Ses parents ne voulaient pas qu'il fasse la guerre
Puis la famille se rend à Montpellier où habite une tante ukrainienne. Un peu plus tard, sa mère s'installe à Nîmes avec un Français. "C'était en 2016, nous avons quitté le pays suite à la guerre en Crimée et dans le Donbass. Mon père et moi étions susceptibles d'être mobilisés dans l'armée et mes parents ne le voulaient pas."
Dès son arrivée à Nîmes, il entre en première au lycée Philippe Lamour. Il apprend le français en parallèle au lycée Daudet. Il réussit son bac Littéraire avec une note de 20/20 en russe. Aujourd'hui, il est étudiant en licence Langues Étrangères Appliquées (Anglais-Russe) à l'université Paul Valéry de Montpellier où il se rend tous les jours en train. Il parle parfaitement quatre langues, le Français, l'Anglais, le Russe et l'Ukrainien bien entendu.

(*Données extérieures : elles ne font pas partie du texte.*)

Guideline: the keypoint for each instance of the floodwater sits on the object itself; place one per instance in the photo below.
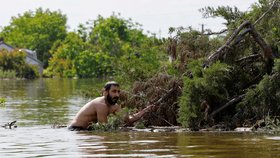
(39, 104)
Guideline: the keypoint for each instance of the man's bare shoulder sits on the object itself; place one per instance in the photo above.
(97, 102)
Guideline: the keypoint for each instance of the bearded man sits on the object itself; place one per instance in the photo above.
(100, 108)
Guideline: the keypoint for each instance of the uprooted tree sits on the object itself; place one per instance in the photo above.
(237, 85)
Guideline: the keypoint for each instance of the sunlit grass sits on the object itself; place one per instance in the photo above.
(2, 102)
(7, 74)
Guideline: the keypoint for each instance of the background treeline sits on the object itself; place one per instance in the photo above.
(117, 48)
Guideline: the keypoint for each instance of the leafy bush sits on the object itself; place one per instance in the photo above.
(11, 62)
(263, 100)
(209, 85)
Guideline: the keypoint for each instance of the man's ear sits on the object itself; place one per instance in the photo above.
(104, 92)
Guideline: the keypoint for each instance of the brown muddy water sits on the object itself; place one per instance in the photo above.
(38, 105)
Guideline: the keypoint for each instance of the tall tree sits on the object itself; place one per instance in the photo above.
(36, 31)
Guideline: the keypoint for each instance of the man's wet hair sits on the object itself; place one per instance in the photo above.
(109, 84)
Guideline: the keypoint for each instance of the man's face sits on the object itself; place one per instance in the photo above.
(113, 95)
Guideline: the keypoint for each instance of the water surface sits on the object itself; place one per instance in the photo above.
(39, 104)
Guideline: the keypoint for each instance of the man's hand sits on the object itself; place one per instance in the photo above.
(149, 108)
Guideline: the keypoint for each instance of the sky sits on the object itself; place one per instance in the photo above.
(156, 16)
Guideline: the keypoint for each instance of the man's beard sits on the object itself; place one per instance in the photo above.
(112, 101)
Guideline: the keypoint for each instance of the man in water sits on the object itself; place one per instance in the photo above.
(99, 108)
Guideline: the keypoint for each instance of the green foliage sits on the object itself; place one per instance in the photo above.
(90, 64)
(15, 61)
(210, 85)
(269, 26)
(263, 100)
(2, 101)
(228, 13)
(36, 31)
(7, 74)
(64, 54)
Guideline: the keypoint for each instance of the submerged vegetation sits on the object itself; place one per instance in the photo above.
(196, 79)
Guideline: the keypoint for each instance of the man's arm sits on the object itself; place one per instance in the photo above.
(101, 115)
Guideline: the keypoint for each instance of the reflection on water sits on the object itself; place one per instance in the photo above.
(37, 104)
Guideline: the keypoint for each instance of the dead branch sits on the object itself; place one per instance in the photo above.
(236, 37)
(231, 102)
(248, 58)
(215, 33)
(265, 13)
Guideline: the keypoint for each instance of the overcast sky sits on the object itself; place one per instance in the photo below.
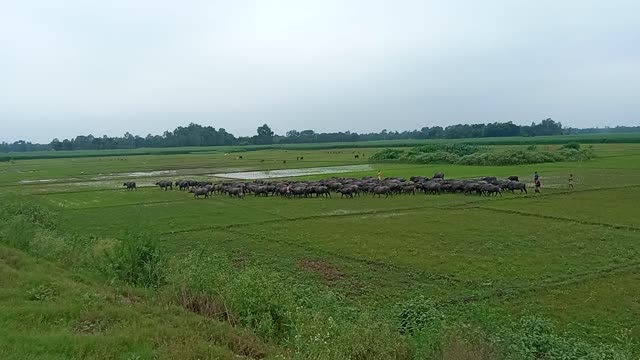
(71, 67)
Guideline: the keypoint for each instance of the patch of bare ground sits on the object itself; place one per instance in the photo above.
(327, 271)
(456, 347)
(206, 305)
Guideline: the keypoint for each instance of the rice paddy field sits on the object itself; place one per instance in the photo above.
(570, 259)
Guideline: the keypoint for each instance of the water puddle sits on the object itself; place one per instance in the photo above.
(136, 174)
(231, 173)
(271, 174)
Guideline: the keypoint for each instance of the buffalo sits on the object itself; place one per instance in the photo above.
(165, 185)
(197, 192)
(130, 185)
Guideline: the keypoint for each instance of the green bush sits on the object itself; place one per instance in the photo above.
(135, 262)
(387, 154)
(439, 157)
(571, 145)
(418, 314)
(535, 338)
(314, 324)
(33, 213)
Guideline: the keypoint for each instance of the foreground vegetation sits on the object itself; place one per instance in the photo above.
(470, 154)
(102, 273)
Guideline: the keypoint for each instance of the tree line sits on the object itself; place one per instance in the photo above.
(198, 135)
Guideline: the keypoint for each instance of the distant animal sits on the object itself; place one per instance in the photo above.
(165, 185)
(514, 185)
(197, 192)
(130, 185)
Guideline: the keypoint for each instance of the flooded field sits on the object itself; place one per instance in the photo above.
(272, 174)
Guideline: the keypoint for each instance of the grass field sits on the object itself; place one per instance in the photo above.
(571, 257)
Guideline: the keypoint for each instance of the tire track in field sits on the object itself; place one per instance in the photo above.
(514, 292)
(558, 218)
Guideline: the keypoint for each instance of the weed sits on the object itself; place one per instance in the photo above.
(137, 262)
(41, 292)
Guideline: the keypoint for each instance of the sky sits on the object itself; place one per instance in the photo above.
(77, 67)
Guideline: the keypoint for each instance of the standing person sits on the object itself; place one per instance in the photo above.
(570, 181)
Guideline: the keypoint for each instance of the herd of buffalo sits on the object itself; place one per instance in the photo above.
(347, 187)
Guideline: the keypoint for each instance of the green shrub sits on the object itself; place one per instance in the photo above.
(571, 145)
(41, 293)
(18, 232)
(387, 154)
(314, 324)
(135, 262)
(439, 157)
(535, 338)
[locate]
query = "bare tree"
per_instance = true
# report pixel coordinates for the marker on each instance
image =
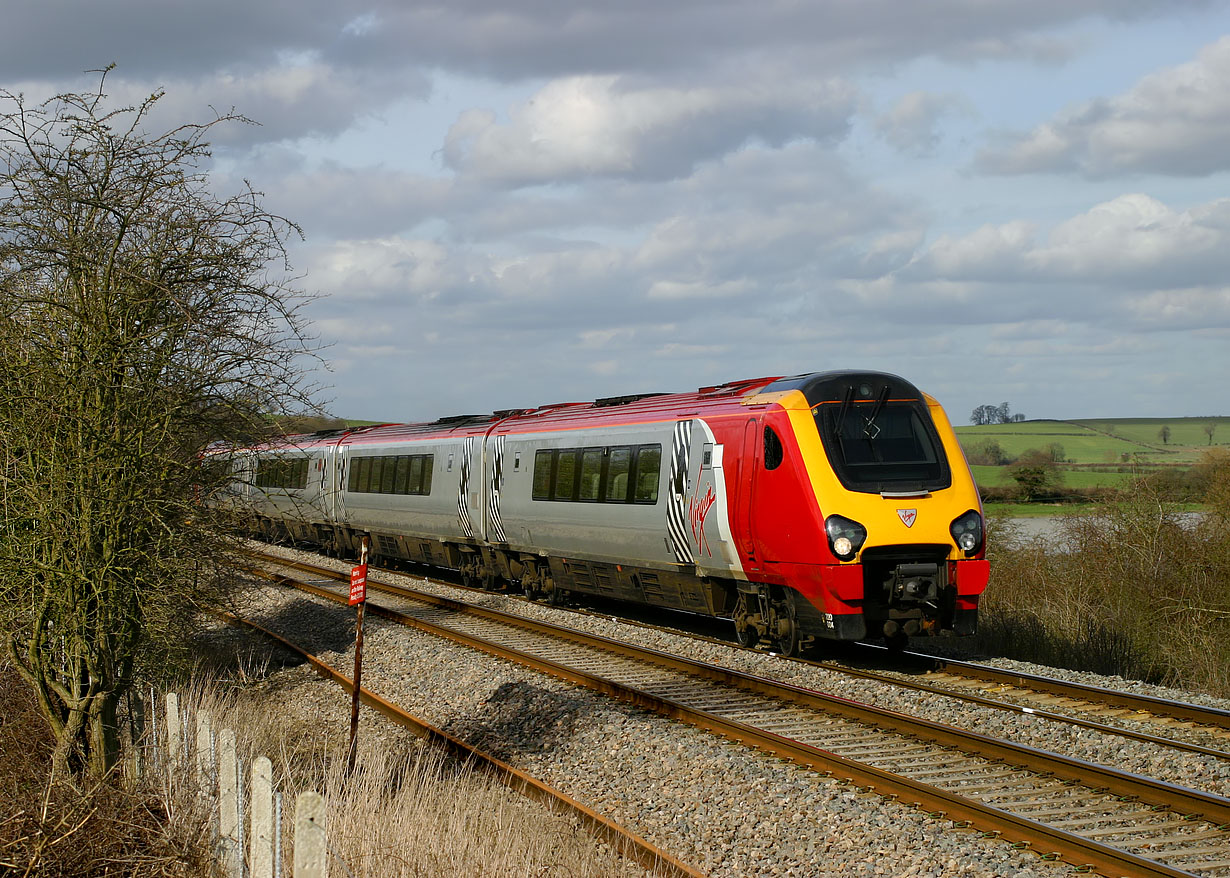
(142, 317)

La langue russe est bien ancrée en Ukraine. La séparation des deux peuples ne date que de 1991, avec l'effondrement de l'URSS. Ses parents et ses grands-parents parlent Russe entre eux, entre amis et avec les enfants. "En Ukraine on apprend l'Ukrainien mais dès que l'on quitte l'école on parle russe avec les copains" raconte t-il.
Aujourd'hui, sa vie est en France
À 16 ans, Danylo a quitté tous ses amis pour un pays inconnu, la France, où il se fait appeler Daniel. "Au début c'était très dur quitter son pays d’origine et de se retrouver plongé dans une culture et une langue totalement différentes. J'étais effondré, mais je me suis finalement habitué au style de vie français." Il a gardé des contacts avec quelques amis ukrainiens mais aujourd'hui sa vie est ici en France. Là-bas il faisait du karaté, ici, il fait de la musculation avec son père, à "l'équilibre", route de Beaucaire.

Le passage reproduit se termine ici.